RICHARD S. Smith (BS ’82) wanted a degree in architecture, but a BYU engineering administrator told him, “We only do nuts, bolts, and mechanical engineering.” Architectural courses were not available. However, BYU did offer courses in 3-D computer-aided design. “This is the future,” Smith thought.
So he studied 3-D design technology, hoping his education would eventually lead him to architecture. The aerospace industry, which was beginning to use this technology and was seeking 3-D designers, was a good start. He worked on the L-1011 TriStar wide body airliner at Lockheed Aircraft. He later joined IBM and gained experience working on such projects as the redesign of a new fuel-valve system for NASA’s space shuttle after the Challenger explosion, a nuclear power plant, and Reagan’s Star Wars program. But an unusual phone call in 1991 would steer him back to architecture.
On the line was a representative from the office of renowned architect Frank Gehry. “Do you know how to design a building in the shape of a fish?” he asked.

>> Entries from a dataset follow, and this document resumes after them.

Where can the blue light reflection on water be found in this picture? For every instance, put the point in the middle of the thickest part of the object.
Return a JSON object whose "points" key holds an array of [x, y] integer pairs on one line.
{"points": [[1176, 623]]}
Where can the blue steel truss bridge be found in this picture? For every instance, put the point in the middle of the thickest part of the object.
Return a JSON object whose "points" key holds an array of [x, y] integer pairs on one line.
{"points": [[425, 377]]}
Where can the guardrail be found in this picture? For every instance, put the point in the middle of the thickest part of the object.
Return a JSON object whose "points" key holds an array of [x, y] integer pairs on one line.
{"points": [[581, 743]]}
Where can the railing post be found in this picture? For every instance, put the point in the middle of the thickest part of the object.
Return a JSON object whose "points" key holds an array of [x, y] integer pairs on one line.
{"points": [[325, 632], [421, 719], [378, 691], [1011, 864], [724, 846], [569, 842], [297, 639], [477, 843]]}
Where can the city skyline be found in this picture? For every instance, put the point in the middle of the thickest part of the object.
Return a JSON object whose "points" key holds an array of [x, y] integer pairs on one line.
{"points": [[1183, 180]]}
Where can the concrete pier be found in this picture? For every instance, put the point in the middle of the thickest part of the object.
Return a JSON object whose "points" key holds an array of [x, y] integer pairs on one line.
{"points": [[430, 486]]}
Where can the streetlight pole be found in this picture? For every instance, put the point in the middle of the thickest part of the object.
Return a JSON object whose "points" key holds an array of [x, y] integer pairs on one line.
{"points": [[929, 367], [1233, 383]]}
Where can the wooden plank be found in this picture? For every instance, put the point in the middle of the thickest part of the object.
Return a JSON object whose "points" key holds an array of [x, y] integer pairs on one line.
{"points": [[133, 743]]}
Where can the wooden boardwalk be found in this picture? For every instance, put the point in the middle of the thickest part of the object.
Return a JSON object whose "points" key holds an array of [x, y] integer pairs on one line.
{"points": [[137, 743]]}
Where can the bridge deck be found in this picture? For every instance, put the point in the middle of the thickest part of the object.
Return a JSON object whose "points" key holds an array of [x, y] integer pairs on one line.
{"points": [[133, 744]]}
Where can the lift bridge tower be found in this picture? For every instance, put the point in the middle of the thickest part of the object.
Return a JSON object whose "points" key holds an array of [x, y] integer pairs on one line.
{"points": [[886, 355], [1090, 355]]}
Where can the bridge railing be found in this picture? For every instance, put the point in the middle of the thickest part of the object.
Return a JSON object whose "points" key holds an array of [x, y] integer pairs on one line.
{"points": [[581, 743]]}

“I was taken aback,” Smith recalls. “I said, ‘Sure. A fish is aerodynamic, isn’t it? Just like an airplane.’” The conversation led to Smith’s involvement in the design and construction of a large fish sculpture for the 1992 Olympics in Barcelona, Spain. Smith formed a company called C-cubed Virtual Architecture and for the next 12 years, Smith was closely involved with Gehry’s designs, helping make Gehry’s firm a digital leader.
“Gehry sculpts. He creates physical models of crazy shapes out of paper and cardboard,” says Smith. “We become involved by digitizing his shapes into 3-D computer models. We then detail the computer models, virtually building the structures.”
While with Gehry’s office, Smith worked on such notable projects as the Guggenheim Museum in Bilbao, Spain, and the Walt Disney Concert Hall in Los Angeles. Since then he has continued his work with other architects.
As a technological maverick, Smith hasn’t had an official title since he began working in architecture. Some have called him a computer whiz or a digital guru. But Smith still has his eye on his undergraduate dream. He prefers the title virtual architect.